To revisit the case of the researcher who conducts tabulations and generates word maps with her interview data, under this definition she would qualify as engaging in qualitative research if: she initially intends to collect content (words, themes, etc.) through interview as qualitative data, records the information as words (or video), analyzes the words (or other qualitative data) directly as such (for example, word counts) and incorporates the content into her results (e.g. as a list of words, or themes, with associated frequencies or perhaps a word cloud.) The econometrician would not qualify as a qualitative researcher because she is not interested in the medical case note content as such, rather she is only interested in diagnoses and would find any other data source for diagnosis equally useful, so long as it was reliable and accurate. She abstracts the diagnosis information, converts it to a number and reports her results as a numerical figure – perhaps, for example, an odds-ratio or percent increase. Thus, the two researchers can be adequately distinguished from each other, even though they both use qualitative data sources and perform statistical analysis with these data sources.

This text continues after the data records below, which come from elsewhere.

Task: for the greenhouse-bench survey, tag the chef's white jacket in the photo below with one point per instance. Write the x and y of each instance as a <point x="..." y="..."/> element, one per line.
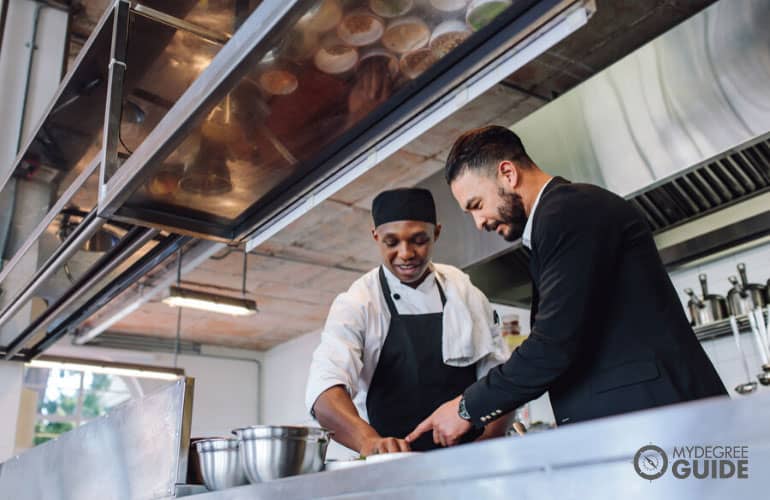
<point x="358" y="322"/>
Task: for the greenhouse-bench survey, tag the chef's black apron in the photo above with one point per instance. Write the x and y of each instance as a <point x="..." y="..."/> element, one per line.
<point x="411" y="380"/>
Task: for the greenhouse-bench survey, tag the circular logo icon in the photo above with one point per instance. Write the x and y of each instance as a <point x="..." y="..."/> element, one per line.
<point x="650" y="462"/>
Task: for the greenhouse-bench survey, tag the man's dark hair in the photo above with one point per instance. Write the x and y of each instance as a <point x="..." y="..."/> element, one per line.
<point x="483" y="148"/>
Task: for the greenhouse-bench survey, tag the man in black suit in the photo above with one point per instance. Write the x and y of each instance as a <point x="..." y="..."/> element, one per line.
<point x="609" y="334"/>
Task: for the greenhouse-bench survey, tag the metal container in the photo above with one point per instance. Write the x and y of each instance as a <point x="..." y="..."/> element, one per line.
<point x="220" y="463"/>
<point x="744" y="296"/>
<point x="708" y="309"/>
<point x="272" y="452"/>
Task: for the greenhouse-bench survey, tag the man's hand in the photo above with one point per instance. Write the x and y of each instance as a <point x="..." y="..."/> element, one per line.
<point x="378" y="445"/>
<point x="446" y="424"/>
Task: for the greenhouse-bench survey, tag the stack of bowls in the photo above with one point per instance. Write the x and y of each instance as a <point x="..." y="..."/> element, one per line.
<point x="271" y="452"/>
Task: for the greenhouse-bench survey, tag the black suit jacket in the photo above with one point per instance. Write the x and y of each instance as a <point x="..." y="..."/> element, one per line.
<point x="609" y="333"/>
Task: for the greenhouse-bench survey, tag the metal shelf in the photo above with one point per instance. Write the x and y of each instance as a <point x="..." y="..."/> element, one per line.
<point x="722" y="327"/>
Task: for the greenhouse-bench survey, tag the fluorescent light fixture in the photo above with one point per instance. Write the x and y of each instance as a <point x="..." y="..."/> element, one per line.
<point x="206" y="301"/>
<point x="111" y="370"/>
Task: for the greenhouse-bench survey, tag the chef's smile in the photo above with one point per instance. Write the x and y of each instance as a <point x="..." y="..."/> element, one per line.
<point x="406" y="248"/>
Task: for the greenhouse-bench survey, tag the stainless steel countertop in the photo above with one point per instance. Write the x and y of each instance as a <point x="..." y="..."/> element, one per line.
<point x="586" y="460"/>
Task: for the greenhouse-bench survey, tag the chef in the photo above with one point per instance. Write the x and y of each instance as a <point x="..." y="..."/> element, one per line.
<point x="609" y="334"/>
<point x="406" y="336"/>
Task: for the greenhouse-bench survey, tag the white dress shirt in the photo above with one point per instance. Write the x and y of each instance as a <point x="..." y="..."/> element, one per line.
<point x="359" y="319"/>
<point x="425" y="299"/>
<point x="526" y="236"/>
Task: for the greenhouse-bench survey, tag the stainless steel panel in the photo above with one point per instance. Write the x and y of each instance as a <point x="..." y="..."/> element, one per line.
<point x="253" y="142"/>
<point x="135" y="452"/>
<point x="261" y="148"/>
<point x="586" y="460"/>
<point x="689" y="95"/>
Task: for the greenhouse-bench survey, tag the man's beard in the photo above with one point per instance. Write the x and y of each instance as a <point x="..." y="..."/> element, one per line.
<point x="512" y="214"/>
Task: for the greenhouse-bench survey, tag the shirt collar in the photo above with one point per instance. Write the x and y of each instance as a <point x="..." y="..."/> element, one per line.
<point x="395" y="284"/>
<point x="526" y="236"/>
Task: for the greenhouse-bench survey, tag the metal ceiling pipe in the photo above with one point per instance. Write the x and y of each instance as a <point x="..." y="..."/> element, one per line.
<point x="9" y="201"/>
<point x="191" y="259"/>
<point x="50" y="315"/>
<point x="76" y="240"/>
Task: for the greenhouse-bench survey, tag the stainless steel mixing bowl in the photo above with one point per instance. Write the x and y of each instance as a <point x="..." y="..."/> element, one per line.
<point x="220" y="463"/>
<point x="271" y="452"/>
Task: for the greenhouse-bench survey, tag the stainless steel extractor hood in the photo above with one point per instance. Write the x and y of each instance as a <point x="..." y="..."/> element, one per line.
<point x="679" y="127"/>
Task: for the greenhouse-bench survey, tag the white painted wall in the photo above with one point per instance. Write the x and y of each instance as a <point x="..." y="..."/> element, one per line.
<point x="285" y="377"/>
<point x="10" y="394"/>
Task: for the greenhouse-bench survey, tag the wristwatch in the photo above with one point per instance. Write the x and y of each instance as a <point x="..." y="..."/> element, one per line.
<point x="462" y="411"/>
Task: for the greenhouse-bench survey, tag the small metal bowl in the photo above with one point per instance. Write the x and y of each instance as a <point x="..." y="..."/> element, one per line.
<point x="272" y="452"/>
<point x="220" y="463"/>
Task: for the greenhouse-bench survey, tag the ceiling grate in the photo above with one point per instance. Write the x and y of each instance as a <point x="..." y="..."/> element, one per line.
<point x="730" y="177"/>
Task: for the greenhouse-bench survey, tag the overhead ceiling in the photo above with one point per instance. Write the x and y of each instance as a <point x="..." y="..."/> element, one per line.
<point x="295" y="276"/>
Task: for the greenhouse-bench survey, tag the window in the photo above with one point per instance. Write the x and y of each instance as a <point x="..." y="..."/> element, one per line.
<point x="67" y="398"/>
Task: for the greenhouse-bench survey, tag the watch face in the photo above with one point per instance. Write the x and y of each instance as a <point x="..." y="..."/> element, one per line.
<point x="650" y="462"/>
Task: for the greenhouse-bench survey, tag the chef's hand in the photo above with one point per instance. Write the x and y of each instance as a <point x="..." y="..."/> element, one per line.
<point x="378" y="445"/>
<point x="446" y="424"/>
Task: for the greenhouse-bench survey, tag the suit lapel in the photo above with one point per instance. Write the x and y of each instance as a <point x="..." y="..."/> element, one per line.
<point x="534" y="263"/>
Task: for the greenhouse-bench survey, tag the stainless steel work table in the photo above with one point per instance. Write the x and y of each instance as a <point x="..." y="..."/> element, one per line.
<point x="586" y="460"/>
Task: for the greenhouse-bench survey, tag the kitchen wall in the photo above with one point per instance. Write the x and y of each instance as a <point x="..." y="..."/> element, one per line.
<point x="722" y="350"/>
<point x="286" y="369"/>
<point x="10" y="398"/>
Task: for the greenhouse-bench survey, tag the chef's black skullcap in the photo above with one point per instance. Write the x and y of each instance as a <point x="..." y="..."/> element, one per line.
<point x="404" y="204"/>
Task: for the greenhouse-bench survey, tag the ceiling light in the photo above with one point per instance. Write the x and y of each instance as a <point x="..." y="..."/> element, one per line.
<point x="206" y="301"/>
<point x="111" y="370"/>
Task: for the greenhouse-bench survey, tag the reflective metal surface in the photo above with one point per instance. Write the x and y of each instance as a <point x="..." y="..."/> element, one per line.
<point x="135" y="452"/>
<point x="220" y="463"/>
<point x="691" y="94"/>
<point x="744" y="297"/>
<point x="586" y="460"/>
<point x="274" y="452"/>
<point x="272" y="109"/>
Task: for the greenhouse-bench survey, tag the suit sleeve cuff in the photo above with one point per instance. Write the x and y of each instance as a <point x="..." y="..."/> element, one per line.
<point x="473" y="404"/>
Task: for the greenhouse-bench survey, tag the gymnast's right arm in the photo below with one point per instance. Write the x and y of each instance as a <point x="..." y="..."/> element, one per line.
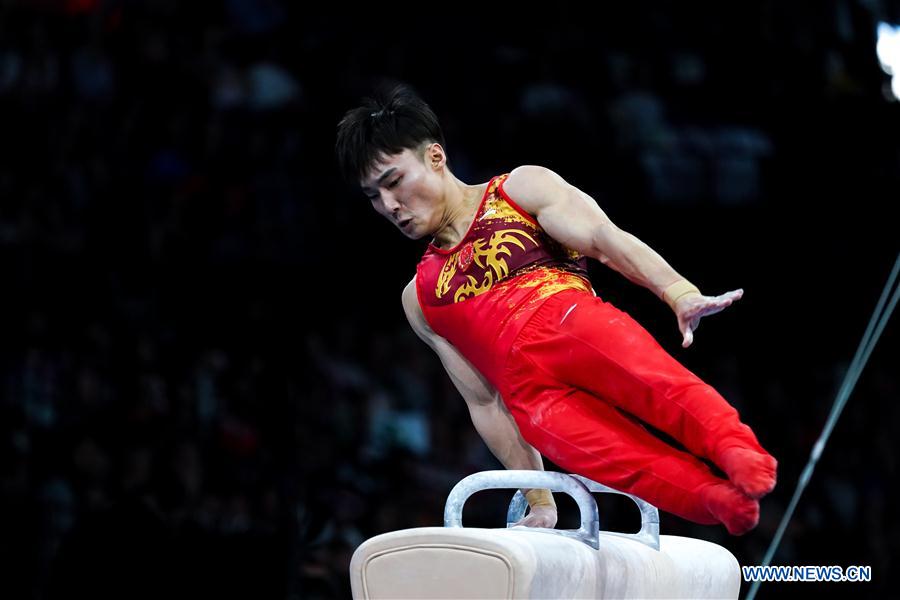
<point x="489" y="414"/>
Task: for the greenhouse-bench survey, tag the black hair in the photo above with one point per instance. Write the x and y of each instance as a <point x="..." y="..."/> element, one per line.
<point x="390" y="121"/>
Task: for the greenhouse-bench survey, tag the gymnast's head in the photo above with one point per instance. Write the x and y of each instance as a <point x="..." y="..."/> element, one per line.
<point x="392" y="147"/>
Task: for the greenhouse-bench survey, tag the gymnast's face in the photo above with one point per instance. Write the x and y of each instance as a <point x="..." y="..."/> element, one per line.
<point x="406" y="189"/>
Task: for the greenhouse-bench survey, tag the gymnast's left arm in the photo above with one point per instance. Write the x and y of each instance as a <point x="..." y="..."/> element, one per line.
<point x="574" y="219"/>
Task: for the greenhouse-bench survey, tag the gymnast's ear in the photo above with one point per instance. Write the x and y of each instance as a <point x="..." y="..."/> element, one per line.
<point x="435" y="156"/>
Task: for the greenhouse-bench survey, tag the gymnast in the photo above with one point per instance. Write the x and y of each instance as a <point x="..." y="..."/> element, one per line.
<point x="544" y="364"/>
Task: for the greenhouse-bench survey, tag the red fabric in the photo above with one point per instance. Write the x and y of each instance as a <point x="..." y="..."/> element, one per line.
<point x="577" y="378"/>
<point x="480" y="293"/>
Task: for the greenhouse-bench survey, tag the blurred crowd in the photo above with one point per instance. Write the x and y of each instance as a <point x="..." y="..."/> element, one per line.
<point x="206" y="380"/>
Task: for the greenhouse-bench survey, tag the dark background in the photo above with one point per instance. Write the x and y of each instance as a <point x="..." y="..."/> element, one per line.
<point x="208" y="384"/>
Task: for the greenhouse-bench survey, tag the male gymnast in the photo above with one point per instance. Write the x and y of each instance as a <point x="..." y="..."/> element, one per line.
<point x="545" y="365"/>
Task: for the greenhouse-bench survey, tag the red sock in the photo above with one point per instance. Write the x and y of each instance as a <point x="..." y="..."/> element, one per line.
<point x="735" y="510"/>
<point x="750" y="471"/>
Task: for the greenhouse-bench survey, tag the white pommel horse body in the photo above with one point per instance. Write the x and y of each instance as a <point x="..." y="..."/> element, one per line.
<point x="525" y="562"/>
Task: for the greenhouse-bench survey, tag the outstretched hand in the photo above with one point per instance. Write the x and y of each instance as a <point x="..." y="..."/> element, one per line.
<point x="691" y="308"/>
<point x="539" y="516"/>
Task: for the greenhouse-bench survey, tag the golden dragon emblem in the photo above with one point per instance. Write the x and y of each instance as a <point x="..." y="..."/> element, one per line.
<point x="489" y="256"/>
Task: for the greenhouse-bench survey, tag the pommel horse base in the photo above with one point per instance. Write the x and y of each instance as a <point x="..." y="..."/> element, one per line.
<point x="529" y="562"/>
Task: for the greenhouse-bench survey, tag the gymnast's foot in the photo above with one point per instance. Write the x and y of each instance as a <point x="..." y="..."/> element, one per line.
<point x="751" y="472"/>
<point x="731" y="507"/>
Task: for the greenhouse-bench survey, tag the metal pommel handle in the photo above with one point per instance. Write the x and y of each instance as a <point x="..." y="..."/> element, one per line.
<point x="648" y="535"/>
<point x="589" y="532"/>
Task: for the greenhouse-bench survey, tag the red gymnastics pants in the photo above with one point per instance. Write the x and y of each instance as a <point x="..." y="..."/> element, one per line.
<point x="580" y="375"/>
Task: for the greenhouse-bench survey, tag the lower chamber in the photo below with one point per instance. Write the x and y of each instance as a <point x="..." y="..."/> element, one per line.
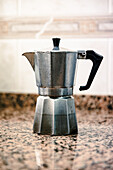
<point x="55" y="116"/>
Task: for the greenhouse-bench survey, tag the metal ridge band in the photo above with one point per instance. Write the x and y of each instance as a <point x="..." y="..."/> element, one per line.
<point x="55" y="91"/>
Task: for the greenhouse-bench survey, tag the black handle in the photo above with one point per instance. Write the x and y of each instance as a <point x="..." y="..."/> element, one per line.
<point x="96" y="59"/>
<point x="56" y="42"/>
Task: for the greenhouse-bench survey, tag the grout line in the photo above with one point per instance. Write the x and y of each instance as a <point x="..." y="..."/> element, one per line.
<point x="110" y="8"/>
<point x="19" y="8"/>
<point x="109" y="66"/>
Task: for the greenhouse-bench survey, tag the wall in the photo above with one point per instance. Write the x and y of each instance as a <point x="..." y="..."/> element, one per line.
<point x="30" y="25"/>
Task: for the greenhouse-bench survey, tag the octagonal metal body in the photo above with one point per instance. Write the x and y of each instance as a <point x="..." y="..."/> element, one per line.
<point x="55" y="72"/>
<point x="55" y="116"/>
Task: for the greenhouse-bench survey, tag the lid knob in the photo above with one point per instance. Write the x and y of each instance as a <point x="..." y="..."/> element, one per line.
<point x="56" y="42"/>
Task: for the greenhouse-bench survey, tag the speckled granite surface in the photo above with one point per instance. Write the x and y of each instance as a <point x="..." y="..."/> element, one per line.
<point x="92" y="148"/>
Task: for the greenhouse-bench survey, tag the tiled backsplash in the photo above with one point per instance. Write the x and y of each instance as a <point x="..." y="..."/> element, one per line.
<point x="30" y="25"/>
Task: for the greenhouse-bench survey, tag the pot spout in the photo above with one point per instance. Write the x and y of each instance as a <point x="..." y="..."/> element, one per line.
<point x="30" y="57"/>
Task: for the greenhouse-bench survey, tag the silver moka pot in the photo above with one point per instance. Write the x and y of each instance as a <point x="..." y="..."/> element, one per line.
<point x="55" y="71"/>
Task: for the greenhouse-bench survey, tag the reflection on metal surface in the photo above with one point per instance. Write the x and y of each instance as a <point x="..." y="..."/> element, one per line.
<point x="55" y="116"/>
<point x="54" y="149"/>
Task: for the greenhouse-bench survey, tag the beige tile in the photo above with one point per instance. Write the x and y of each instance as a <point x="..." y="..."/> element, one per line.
<point x="64" y="8"/>
<point x="110" y="67"/>
<point x="106" y="26"/>
<point x="8" y="65"/>
<point x="8" y="8"/>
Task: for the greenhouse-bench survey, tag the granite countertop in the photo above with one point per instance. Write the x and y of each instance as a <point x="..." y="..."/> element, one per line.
<point x="92" y="148"/>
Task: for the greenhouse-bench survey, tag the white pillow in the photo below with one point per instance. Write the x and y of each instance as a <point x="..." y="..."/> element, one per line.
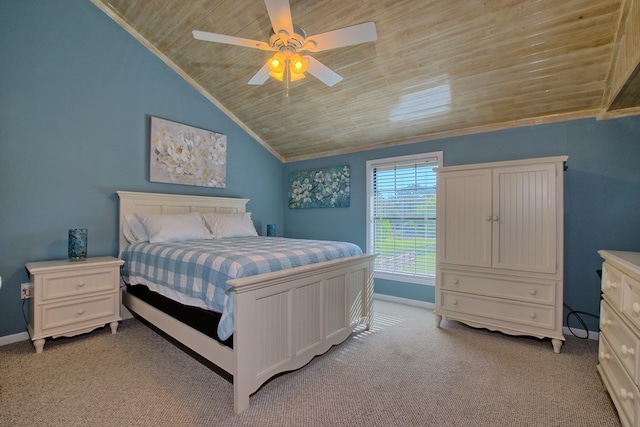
<point x="133" y="230"/>
<point x="174" y="227"/>
<point x="230" y="225"/>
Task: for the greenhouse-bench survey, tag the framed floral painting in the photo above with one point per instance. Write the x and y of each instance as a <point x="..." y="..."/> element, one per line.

Recently, there has been a movement to encourage research which combines both quantitative and qualitative approaches. Policy research funding organizations are increasingly emphasizing the need to incorporate qualitative approaches into impact evaluation plans. Evaluation associations internationally have devoted attention to supporting mixed methods approaches. I applaud this movement, because I think it embraces the value of both approaches and moves us further in the direction of loosening the distinction between qualitative and quantitative research. Ultimately, I think the distinction between qualitative and quantitative as two separate types of research is unnecessary and creates false assumptions about the inherent value and sophistication of one approach over the other. Truthfully, we can do sophisticated and complex analyses of words and rather clumsy, unsophisticated computations with numbers. I’d rather call myself a researcher, who uses the data collection tools most appropriate to address the research question at hand, gathers the information most relevant to my needs, strives constantly to achieve accuracy and precision with data, and always approaches my analyses with rigor and objectivity at the forefront.